For both services, we needed to incorporate the service logs into our central SIEM, which uses Splunk. We built a Lambda function to collect CloudWatch logs and push those into a Splunk HTTP Event Collector (HEC).

Lessons learned

During the course of this initiative, we’ve been learning the TIER packaging methodologies while also learning about Docker and AWS infrastructure. We’ve learned a number of valuable lessons that we can share to make this type of project easier for others:

Conclusions

TIER has worked to package common software components in standards-based packaging, rolling in preconfigured best practices. This effort has been a huge help to our Cloud First initiative, speeding up our work from months to weeks. In addition, the community collaboration of the Campus Success Program has allowed participants to synergize, teaching each other and group brainstorming solutions. We’ve helped others solve problems that we’ve already solved for ourselves, and they’ve done the same for us. Illinois is very close to accomplishing our goals. In the process, we’ve been able to produce components that other institutions can reuse to speed up their own cloud deployments.

About The University of Illinois at Urbana-Champaign

The University of Illinois at Urbana-Champaign is one of the original 37 public land-grant institutions created after President Abraham Lincoln signed the Morrill Act in 1862. As of fall, 2016, we had an undergrad enrollment of 33,467 students from all 50 states and an additional 5,537 international undergraduate students from 82 countries. We also had 11,413 students in our graduate and professional programs. We have approximately 2,700 faculty members and 8,000 staff members. Our students can earn degrees in more than 150 academic programs in our fifteen colleges, including professional colleges for law and veterinary medicine.
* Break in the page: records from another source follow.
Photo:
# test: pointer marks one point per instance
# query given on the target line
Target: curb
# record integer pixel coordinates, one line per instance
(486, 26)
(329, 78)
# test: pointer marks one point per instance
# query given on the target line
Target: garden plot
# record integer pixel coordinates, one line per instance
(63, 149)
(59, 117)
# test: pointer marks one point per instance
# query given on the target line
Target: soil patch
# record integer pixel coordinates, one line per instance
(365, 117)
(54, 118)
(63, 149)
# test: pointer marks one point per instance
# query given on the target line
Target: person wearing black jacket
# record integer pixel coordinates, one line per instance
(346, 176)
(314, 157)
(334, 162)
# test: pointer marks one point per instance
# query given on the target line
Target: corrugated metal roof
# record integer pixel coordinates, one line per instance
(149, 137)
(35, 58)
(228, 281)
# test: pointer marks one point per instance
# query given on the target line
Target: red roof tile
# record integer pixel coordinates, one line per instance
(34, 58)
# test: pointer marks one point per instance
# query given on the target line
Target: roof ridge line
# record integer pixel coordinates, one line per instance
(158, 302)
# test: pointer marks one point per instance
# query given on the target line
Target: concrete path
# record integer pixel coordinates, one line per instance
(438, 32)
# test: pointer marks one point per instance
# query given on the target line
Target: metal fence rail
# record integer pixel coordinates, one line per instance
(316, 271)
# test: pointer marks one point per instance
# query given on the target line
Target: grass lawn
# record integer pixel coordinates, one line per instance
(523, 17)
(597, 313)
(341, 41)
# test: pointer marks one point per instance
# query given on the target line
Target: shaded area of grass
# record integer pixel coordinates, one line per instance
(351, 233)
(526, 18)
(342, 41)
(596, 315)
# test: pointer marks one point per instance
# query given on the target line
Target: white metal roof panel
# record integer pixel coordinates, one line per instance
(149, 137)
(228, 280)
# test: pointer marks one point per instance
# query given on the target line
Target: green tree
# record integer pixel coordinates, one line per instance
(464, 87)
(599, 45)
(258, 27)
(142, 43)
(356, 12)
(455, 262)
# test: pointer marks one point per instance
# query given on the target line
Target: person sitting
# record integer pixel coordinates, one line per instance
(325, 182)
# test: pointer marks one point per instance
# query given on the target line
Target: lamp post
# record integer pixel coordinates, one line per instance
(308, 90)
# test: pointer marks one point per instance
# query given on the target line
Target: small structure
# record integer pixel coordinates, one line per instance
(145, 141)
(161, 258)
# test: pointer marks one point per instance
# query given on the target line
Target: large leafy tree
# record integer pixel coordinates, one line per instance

Our library is one of the largest public university libraries in the world with a collection of more than 24 million items. We have twenty Area studies libraries, including one of the largest engineering libraries in the country, a state-of-the-art agricultural library, and a world-renowned rare book and manuscript library.

The University of Illinois at Urbana-Champaign is a major research institution. In fiscal year 2016, we had research and development expenditures of $620 million. We are the top recipient among all universities in National Science Foundation award funding for six years running.

Such an extensive community of learning and research leads to increased needs for federation, international multi-institution collaboration, and scalable authorization mechanisms. In addition, in our current tight economic climate, we must do all of this efficiently.